Long Live Publishing

It’s interesting living in changing times, and being part of a changing industry. This could be thought of as related to the purported Chinese curse ‘May you live in interesting times’, but I prefer to put a postiive slant on things where possible. Recently I’ve had a couple of conflicting insights into the possible future of the publishing industry.
The most recent came last week when speaking to a customer at my day job. Although he was organising a purchase for his father in rural Dorset, he is in fact based in Los Angeles. When my boss asked him what he did out there, his reply was that he “used to be part of the music industry, but there pretty much isn’t a music industry any more.” This made me think about the paralells between the music and publishing industries. The music industry has somewhat forged the way, with the Ipod bringing forward the availability of digital music. I remember when I was in my teens and I would save up pocket money to buy LPs – this was what drove the music industry at that time. Now, though, when he is at home, my son has constant access to whatever music he would like, mostly through YouTube. He does still buy music, though. He wants his favourite bands’ records so that he can listen to them when out of the house. But I am sure this is much less than when I was young, and therin lies the problem for the music industry as a whole. However, although the music industry is in trouble – there is still plenty of music out there.

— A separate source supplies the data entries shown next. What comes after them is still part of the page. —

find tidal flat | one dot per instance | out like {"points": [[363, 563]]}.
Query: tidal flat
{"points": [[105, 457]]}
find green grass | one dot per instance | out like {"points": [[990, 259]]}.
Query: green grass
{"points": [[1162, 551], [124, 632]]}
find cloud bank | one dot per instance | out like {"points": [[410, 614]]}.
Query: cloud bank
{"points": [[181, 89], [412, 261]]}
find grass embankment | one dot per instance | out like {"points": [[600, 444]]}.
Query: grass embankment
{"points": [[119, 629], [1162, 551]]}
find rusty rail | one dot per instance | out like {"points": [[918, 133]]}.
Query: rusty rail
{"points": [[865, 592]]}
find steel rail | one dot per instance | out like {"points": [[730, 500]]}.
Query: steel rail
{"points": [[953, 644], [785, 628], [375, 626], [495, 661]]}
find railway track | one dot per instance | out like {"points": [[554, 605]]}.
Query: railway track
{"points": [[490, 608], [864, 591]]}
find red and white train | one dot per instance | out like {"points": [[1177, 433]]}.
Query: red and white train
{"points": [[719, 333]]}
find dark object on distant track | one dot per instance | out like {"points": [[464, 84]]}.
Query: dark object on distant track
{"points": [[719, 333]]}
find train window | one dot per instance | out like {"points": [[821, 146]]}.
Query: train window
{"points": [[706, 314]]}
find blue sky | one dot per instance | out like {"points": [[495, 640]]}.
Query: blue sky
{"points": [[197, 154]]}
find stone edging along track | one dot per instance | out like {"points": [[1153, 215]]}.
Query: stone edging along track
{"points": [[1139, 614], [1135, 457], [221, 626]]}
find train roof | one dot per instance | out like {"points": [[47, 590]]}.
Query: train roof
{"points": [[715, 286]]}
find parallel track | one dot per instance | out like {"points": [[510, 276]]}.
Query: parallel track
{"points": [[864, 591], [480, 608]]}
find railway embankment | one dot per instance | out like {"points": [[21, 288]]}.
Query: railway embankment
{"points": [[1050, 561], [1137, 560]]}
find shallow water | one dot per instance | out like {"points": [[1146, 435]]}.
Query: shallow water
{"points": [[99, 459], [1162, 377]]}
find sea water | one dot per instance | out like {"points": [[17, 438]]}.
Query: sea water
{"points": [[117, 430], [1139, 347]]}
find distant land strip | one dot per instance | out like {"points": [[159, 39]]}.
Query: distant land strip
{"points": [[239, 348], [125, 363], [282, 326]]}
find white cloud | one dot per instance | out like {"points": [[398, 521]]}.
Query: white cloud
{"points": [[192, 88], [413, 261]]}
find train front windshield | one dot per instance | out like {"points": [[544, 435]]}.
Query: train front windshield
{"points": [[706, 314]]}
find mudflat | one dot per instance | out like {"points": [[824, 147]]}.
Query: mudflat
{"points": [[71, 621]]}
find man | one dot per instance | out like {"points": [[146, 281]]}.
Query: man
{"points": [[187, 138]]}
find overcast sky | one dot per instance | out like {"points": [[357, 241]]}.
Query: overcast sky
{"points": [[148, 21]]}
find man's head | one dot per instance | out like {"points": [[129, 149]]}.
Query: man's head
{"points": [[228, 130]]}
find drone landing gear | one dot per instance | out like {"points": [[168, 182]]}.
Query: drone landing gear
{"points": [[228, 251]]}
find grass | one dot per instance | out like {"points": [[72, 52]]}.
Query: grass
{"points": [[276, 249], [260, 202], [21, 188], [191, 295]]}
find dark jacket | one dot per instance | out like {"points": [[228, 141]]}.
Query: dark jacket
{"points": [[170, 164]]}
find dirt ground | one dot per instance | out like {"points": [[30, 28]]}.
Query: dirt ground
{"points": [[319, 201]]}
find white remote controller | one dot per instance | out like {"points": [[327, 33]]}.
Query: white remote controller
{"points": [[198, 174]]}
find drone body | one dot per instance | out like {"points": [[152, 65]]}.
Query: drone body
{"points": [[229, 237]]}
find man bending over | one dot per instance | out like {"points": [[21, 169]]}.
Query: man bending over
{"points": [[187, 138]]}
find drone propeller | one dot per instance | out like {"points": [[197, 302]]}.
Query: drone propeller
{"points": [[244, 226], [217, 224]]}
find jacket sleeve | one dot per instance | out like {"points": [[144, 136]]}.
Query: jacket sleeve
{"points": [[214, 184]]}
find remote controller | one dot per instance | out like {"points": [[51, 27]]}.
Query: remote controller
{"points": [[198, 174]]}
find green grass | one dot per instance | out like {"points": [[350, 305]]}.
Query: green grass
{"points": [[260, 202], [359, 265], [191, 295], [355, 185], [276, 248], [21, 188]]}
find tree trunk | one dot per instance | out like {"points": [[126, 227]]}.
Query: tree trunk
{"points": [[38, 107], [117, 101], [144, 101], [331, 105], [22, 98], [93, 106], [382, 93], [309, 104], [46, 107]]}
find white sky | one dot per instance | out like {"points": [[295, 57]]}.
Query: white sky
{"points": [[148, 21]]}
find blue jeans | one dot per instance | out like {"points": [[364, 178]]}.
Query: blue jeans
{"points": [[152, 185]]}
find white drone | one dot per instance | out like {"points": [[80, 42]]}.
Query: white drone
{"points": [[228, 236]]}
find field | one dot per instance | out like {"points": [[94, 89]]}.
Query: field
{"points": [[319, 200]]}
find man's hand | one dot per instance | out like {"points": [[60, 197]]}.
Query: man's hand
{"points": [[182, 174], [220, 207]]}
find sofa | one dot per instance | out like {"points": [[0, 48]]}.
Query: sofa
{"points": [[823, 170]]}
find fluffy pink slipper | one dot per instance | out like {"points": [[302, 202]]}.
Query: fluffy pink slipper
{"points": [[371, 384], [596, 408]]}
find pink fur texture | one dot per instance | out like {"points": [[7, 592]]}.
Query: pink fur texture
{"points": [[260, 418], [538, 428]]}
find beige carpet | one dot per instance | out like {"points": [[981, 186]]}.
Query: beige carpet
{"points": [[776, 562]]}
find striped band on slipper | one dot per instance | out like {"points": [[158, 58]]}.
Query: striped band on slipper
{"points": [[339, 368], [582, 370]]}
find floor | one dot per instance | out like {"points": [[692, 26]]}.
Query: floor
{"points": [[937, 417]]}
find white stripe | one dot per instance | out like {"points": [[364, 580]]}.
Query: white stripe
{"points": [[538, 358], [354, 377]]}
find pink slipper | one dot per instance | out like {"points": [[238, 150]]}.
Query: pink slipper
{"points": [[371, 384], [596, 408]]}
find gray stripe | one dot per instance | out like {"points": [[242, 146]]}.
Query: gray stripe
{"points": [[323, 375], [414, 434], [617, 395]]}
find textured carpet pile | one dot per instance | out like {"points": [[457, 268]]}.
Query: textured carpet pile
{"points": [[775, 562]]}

The other insight came from the research I did for the ePublishing chapter in Be An Author (my new book which I am excited to say is out soon). Since the eReader has actually started to catch hold in the last few years, it seems as though publishing will probably go the same way as music. But I’m not sure that it will. For one thing, people like to listen to the same song over and over again, and with the possible exception of poetry that’s just not true of writing. People want to read new content. There is still the issue of free content – blogs are a bit like the YouTube equivalent for words, perhaps; lots of free content that you can take up all your time reading. However the research that has been done so far seems to show that people with eReaders read more books, not less, which has to be positive, right? What I do think will probably suffer is traditional publishing. I think that the big publishing firms will have to innovate like mad to keep up in a hugely changing world (a bit like the struggle that newspapers have), and whether they do this and survive over the decades to come remains to be seen.
The changes that have happened so far seem in some ways to have tipped the balance away from the author – gone are the days of large (if any) advances, and it is harder than ever for a new author to be taken on. Personally I think the tide will turn, though, and perhaps this has started already. As authors take the initiative themselves, can the publishing houses offer a good enough service to attract any talent other than the ‘tv celeb autobiography’? Are they ready to embrace new ways of promotion in a changing world? It is going to be interesting not just to watch, but to be involved in this sea change. My sentiment is that the publishing industry in its old form is in trouble – but Long Live Publishing!